Consider carefully and without complacency your actual level of cyber security maturity, and the level of digital dependency the COVID crisis has brought upon you.

Look at the bigger picture: Only serious defence-in-depth can guarantee you a degree of cyber resilience. That means the actual application of protective measures at preventative, detective, mitigative and reactive levels. Doing pen tests every now and then and sending awareness emails to the staff twice a year – while probably better than not doing anything at all – does not constitute a security practice.

Do not ignore your degree of dependency on third-party business partners or cloud service providers, and the implied degree of trust you are placing on the solidity of THEIR cyber defences. How much do you really know of what they are actually doing to protect your data or your processes?

If you don’t think you are in a good place on those matters, now is not the time to cut cyber security spending to the ground.

 Focus budgeting on the protection of key assets

 Equally, now is not the time to try to solve all the problems you may have around cyber security: You need to identify your key assets and focus efforts on those, whatever they might be: Systems, business processes, business units or geographies.

Focus on clear, simple, tangible, affordable and measurable tasks with a short to mid-term horizon.

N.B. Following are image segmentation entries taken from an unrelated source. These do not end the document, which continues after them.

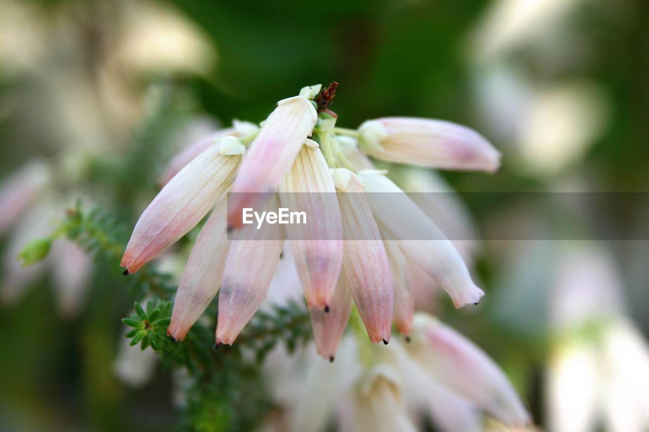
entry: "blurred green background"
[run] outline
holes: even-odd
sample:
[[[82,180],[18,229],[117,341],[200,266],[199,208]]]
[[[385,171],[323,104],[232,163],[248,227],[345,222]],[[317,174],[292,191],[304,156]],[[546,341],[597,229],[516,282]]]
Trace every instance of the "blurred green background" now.
[[[520,13],[516,3],[0,0],[0,177],[49,161],[56,194],[90,196],[130,228],[197,118],[259,121],[301,87],[336,80],[339,126],[419,116],[487,138],[502,169],[443,173],[459,191],[645,191],[649,3],[539,0]],[[519,204],[469,202],[485,229]],[[647,210],[629,208],[630,223]],[[649,249],[631,243],[609,246],[646,331]],[[509,296],[512,248],[483,248],[478,313],[444,303],[440,313],[503,365],[543,424],[544,283],[524,279],[538,296]],[[49,272],[2,309],[0,429],[173,429],[168,372],[137,389],[113,372],[132,300],[105,267],[71,317],[55,307]],[[541,324],[521,331],[517,319]]]

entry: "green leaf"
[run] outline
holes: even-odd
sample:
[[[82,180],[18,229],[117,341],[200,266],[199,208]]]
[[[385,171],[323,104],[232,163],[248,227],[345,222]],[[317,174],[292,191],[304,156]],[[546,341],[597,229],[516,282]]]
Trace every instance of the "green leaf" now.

Now is not the time to engage in multi-year projects, which the general economic uncertainty is likely to affect or kill.

 Focus budgeting on areas where you know you can execute

 Finally, now is not the time for large-scale and complex pet-projects: Ignore the sirens from the tech industry – there are countless vendors out there with their own “silver bullet” to solve all your problems – and focus on areas where you have the skills to deliver and know you can execute: It’s only the actual implementation of protective measures, across the real breadth and depth of the enterprise, which will protect your business. Not snake oil and false promises.

And limit the complexity of what you are trying to achieve to a level your teams can manage and absorb. Consider carefully the dependencies between the security tasks you are undertaking and the cross-silos implications amongst stakeholders: You may need the involvement of HR, legal, procurement or business executives depending on what you are trying to achieve (for example around identity management, or data privacy compliance). Make sure the priorities are clear for them too.

Fundamentally, remember: This is not just about tech, and there is no tech silver bullet which can buy you cyber resilience – irrespective of what countless vendors would like you to believe. It can only come through concerted action at people, process and technology levels, and the real execution of protective measures.